Com inflação em dois dígitos há 10 meses, o Brasil voltou aos tempos dos laboratórios de maquiagem de produtos e outras "soluções" para a alta de preços que marcaram as décadas de 1980 e 1990, antes que o Plano Real realinhasse a perda de valor da moeda.
Na tentativa de manter alguns produtos ao alcance das famílias mais atingidas pela perda de renda, fabricantes encolhem volume ou tamanho, no exercício de "reduflação" (expressão que circula nos supermercados) ou oferecem "similares", como caixinhas de soro de leite, espécie de "fakeflação" (termo impreciso que a coluna pede licença para usar na falta de outro melhor).
Não por acaso, os casos mais recentes de "fakeflação" envolvem derivados de leite, que subiu 10,72% só de junho para julho e acumula alta de 41,7% desde janeiro., conforme dados do IPCA do IBGE, considerado o índice oficial de inflação.

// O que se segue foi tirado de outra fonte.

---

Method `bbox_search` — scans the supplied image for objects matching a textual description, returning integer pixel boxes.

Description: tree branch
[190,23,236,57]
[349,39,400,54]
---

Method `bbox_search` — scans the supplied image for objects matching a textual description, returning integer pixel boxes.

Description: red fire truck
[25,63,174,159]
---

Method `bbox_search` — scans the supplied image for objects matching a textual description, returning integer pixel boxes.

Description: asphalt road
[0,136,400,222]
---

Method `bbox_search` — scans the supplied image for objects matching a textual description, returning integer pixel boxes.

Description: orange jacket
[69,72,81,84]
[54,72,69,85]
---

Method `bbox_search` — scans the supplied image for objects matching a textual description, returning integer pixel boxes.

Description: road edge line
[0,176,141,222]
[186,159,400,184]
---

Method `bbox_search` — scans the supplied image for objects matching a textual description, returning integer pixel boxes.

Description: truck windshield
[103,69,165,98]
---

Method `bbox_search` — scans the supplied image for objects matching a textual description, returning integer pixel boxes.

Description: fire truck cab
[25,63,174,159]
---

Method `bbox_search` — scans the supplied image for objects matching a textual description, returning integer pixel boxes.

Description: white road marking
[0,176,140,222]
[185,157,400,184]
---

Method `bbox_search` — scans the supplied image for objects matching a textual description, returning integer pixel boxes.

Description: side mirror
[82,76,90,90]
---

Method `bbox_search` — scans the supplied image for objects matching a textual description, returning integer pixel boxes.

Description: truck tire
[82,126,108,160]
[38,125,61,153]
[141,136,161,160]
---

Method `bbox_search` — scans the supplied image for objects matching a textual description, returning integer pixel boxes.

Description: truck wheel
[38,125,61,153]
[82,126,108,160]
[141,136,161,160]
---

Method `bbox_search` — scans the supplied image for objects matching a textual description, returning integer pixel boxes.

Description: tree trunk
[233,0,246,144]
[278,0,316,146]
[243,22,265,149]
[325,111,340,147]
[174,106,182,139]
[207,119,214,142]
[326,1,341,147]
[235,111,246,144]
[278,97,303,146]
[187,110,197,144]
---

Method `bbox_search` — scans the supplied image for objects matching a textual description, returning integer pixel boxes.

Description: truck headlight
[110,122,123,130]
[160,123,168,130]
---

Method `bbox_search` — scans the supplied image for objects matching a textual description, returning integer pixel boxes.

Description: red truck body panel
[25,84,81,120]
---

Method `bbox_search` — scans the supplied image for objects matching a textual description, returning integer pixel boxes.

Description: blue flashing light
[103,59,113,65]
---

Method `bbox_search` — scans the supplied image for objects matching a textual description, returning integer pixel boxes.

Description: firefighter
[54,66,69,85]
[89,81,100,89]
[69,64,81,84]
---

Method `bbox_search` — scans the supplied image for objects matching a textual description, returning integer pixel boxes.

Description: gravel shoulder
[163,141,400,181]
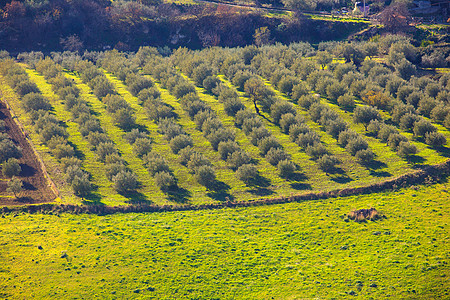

A venda de soro de leite (subproduto da fabricação de queijo que costumava ser destinado como resíduo industrial) em caixas semelhantes às do leite longa vida está sob investigação no Procon de São Paulo (clique aqui para ver a notificação). Mas também surgiram uma "mistura láctea condensada com leite, soro de leite e amido" em letras pequenas ao lado do leite condensado e o mais recente "similar": "mistura alimentícia com queijo ralado".
Embora possam ser vistas como alternativas, embora quase desesperadas, de manter alguma proteína na dieta do brasileiro, esses similares precisam ser claramente identificados para não induzir o consumidor a erro. Se sempre foi importante examinar as embalagens antes da compra, agora é preciso ter cuidado redobrado.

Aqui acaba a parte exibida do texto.